Outro estabelecimento que se destacou foi a Casa Lutaif, do Sr. Lutf José Lutaif. Situado na esquina da antiga Av. XV de Novembro (hoje Valentim Gentil), com a rua 13 de Maio (hoje, Ricieri Antônio Vessoni), a Casa Lutaif vendia de tudo, até gasolina, pois tinha uma bomba de combustível instalada em sua calçada, a primeira bomba de gasolina de Itápolis. Eu era bem pequeno ainda quando aquela bomba foi desativada e retirada dali.

 
Padaria Luzitânia(hoje Padaria e Restaurante São Dimas), tinha a fama de ter o melhor pão da cidade

As padarias daquela época desempenhavam um papel importantíssimo na vida da cidade. A Padaria do Samuel Garnier, na descida à direita da antiga XV de Novembro, por ser próxima do Cartório de Registro Civil, no mesmo quarteirão, acolhia os noivos, seus parentes, padrinhos e amigos, após a cerimônia do casamento civil. Ali tomavam o Guaraná e a Gasosa (a sodinha de hoje) e a cerveja, acompanhados de sanduíches e outras guloseimas. A Lusitânia, do Manoel Borges, antes deste comprar o Boulevard, tinha a fama de ter o melhor pão da cidade e a Padaria e Confeitaria Santarelli era onde se reunia a galera jovem de Itápolis, talvez atraídos pela filharada jovem do Sr. Victório e de dona Maria. Isto também devido à enorme simpatia do casal de proprietários.

Padaria e Confeitaria Santarelli, na esquina da Barão do Rio Branco com Francisco Porto, hoje Lotérica Cidade das Pedras

A Padaria Cardilli surgiu um pouco mais tarde, já em meados dos anos 40, e se situou de início ao lado do antigo prédio dos Correios, na Praça Cônego Borges do lado que descia rumo à saída de Ibitinga.

Açougues havia vários, os mais conhecidos eram os da família Scaramuzza. Conheci o velho César Scaramuzza, pai do Henrique, do Zeca, do Carlim, do Abílio; Sr. César era avô do Tonhão, do Valdemar, do João e do Cesarino. Tinha uma filha, a Maria, que eu via sempre no portão, junto com dona Paulina, mãe e avó deste povo maravilhoso. O Sr. César tinha seu açougue na rua XV de Novembro, logo depois da Casa Lutaif, do outro lado da calçada. O Carlim tinha o seu, na antiga rua Ruy Barbosa (hoje Odilon Negrão), entre a praça Pedro Alves de Oliveira e a Av. Francisco Porto. Na minha época o Carlim tinha vários filhos pequenos.
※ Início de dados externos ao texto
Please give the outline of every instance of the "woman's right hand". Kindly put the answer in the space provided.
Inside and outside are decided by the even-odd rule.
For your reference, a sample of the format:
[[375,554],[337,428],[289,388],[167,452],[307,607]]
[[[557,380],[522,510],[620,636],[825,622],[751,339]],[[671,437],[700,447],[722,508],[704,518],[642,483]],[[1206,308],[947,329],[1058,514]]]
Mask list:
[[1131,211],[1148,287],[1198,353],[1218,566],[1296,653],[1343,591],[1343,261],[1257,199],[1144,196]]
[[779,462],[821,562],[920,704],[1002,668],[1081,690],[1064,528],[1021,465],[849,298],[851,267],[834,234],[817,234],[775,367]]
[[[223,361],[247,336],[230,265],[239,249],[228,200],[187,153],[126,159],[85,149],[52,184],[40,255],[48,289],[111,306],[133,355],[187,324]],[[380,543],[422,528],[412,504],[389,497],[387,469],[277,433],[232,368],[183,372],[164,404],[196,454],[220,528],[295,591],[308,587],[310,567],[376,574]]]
Alfaiataria Gianott, hoje Loja João Brasil

E os alfaiates? Naquele tempo em que não se vendia roupa pronta, principalmente ternos, Itápolis tinha ótimas alfaiatarias, como a do Sr. Corintho Gianotti, na descida da XV de Novembro, defronte à Casa Stella e à Camisaria Allets (Stella ao contrário – as duas casas eram dos irmãos Savério e Mazzini Stella); o Sr. Savedra tinha sua alfaiataria entre a rua Padre Tarallo e a Rio Branco. Um dos ramos da família Coletti era de alfaiates também.

Vou parando por aqui, por questão de espaço. Voltaremos a falar da Itápolis de intensa atividade comercial, artesanal, industrial, na próxima semana.

A Campos Salles, que tinha o comércio mais forte, tinha os empórios do Abramo Mói, vizinho do Armazém do Turo Tarallo, mais adiante a Casa Fiani.